La pensione è un miraggio per alcuni, per altri, invece, è una prossimità: così alcuni hanno ben pensato di poter integrare la propria pensione inserendo dei contributi. Tuttavia non è così facile poter coniugare questa “doppia mansione” e vediamo in che modo questa difficoltà si dipana – soprattutto burocraticamente.

Sei vicino alla pensione, ti mancano davvero pochi mesi di contributi per arrivarci, ma non riesci a trovare un lavoro da tempo. Per questo, stai pensando di farti assumere da un familiare come colf o badante, per sommare i contributi derivanti dal nuovo lavoro e raggiungere così il requisito contributivo previsto per ottenere il trattamento. Ma si può fare?
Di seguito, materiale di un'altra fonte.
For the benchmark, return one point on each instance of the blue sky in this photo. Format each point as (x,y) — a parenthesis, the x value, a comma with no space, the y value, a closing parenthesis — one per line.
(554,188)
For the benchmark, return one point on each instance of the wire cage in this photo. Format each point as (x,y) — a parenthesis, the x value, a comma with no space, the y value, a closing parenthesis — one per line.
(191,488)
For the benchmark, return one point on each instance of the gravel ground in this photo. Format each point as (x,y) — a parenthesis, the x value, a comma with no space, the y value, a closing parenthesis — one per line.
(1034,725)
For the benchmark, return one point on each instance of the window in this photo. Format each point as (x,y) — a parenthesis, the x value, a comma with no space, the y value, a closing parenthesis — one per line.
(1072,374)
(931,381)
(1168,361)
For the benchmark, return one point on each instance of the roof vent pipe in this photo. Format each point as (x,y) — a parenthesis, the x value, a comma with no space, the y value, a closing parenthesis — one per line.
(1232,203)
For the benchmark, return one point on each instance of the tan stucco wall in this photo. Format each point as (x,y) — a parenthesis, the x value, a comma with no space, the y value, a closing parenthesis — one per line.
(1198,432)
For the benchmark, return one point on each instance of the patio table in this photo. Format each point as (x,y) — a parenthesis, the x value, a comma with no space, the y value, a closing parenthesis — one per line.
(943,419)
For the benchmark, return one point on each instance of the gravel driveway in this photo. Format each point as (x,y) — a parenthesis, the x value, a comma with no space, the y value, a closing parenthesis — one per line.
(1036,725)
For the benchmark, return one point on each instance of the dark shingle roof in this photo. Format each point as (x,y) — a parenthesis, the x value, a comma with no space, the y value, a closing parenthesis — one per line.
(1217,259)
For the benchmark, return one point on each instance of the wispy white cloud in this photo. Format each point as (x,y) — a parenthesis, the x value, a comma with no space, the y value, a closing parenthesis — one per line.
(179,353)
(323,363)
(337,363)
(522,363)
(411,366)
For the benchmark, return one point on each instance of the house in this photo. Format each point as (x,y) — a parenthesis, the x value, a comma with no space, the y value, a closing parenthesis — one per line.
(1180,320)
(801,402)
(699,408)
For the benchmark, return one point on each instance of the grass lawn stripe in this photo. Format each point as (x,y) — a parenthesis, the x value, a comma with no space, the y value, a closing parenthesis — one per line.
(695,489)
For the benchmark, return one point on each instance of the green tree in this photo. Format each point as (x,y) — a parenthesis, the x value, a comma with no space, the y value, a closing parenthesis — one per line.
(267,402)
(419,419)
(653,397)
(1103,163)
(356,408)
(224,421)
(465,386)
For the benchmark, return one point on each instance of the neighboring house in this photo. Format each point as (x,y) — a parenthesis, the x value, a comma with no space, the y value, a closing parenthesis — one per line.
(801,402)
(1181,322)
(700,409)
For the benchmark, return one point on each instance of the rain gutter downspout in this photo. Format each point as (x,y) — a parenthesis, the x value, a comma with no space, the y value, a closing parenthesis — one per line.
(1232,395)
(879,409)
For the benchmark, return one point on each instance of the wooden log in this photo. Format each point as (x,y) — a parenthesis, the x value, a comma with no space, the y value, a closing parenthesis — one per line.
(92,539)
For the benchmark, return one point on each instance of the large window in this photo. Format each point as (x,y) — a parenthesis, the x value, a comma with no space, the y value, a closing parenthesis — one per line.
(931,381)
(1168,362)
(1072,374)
Posso farmi assumere come badante per cumulare i contributi?

Devi innanzitutto sapere che i contributi versati in qualità di collaboratori domestici sono cumulabili, totalizzabili e ricongiungibili alla generalità dei contributi versati nelle altre gestioni previdenziali. In parole semplici, i contributi di colf e badanti si possono sommare, a titolo gratuito o oneroso, ai contributi delle altre gestioni.

Tuttavia, nella generalità dei casi non è possibile farsi assumere da un familiare come colf  o badante, ma è necessario che sussistano particolari condizioni, perché il rapporto di lavoro sia valido: in caso contrario, l’Inps può annullare i contributi versati.
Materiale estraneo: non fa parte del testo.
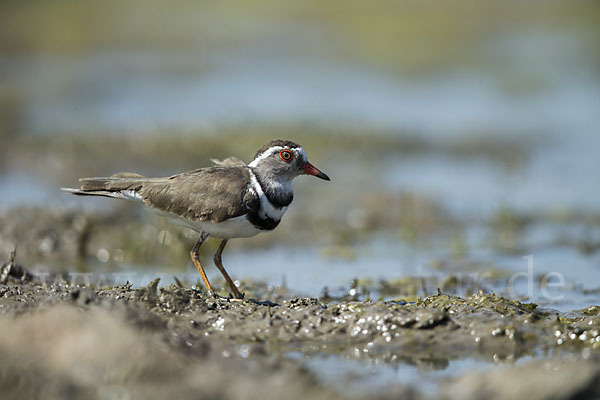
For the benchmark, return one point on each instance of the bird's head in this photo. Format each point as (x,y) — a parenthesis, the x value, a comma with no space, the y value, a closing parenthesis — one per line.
(284,159)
Se, invece, stai pensando di iscriverti nel fondo delle casalinghe e di versare lì gli ultimi contributi mancanti per la pensione, sprechi il tuo tempo e i tuoi soldi: i versamenti nel fondo delle casalinghe, difatti, non possono essere cumulati, totalizzati o ricongiunti ai versamenti nelle altre gestioni di previdenza.

Ma procediamo per ordine, e vediamo quando è possibile farsi assumere come colf per arrivare alla pensione, e che cosa si deve fare.
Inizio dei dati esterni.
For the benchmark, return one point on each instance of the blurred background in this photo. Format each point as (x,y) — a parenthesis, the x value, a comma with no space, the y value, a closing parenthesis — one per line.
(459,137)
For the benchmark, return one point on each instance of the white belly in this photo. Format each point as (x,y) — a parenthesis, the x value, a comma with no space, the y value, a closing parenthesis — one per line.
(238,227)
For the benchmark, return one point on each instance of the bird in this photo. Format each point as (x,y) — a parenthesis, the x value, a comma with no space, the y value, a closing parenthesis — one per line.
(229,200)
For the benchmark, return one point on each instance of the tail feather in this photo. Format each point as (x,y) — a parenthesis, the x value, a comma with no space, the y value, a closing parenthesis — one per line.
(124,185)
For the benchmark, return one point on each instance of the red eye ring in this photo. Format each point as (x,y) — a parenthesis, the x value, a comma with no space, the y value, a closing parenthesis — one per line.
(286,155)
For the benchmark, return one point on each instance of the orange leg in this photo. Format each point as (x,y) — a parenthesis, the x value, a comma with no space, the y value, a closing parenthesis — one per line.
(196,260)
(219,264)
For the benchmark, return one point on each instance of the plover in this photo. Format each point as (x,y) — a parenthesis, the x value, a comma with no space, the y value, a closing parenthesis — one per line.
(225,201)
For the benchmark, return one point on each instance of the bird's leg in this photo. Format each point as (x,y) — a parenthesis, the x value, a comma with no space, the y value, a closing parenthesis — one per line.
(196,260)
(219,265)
In linea di massima, il rapporto di lavoro come colf o badante stipulato con un datore di lavoro che non è un familiare è valido. Tra gli adempimenti indispensabili, ci sono la lettera di assunzione, che deve avere alcuni requisiti fondamentali, e la comunicazione di assunzione all’Inps.

Per saperne di più: Come assumere colf e badanti. Bisogna però che il rapporto di lavoro sia reale, e non fittizio: a questo proposito devi sapere che l’Inps, ormai da anni, ha avviato dei controlli a tappeto sui rapporti di lavoro fittizi, stipulati soltanto per ottenere prestazioni previdenziali. Se l’Inps scopre che il rapporto è falso, lo annulla e chiede la restituzione dei contributi versati. Per non parlare dei risvolti penali del caso.

Veniamo ora alla “nota dolente”: quanti contributi si pagano per chi è assunto come colf o badante? Il costo, a dir la verità, non è eccessivo se il contratto è per poche ore alla settimana, ma tieni presente che meno si paga, più bassa sarà la pensione.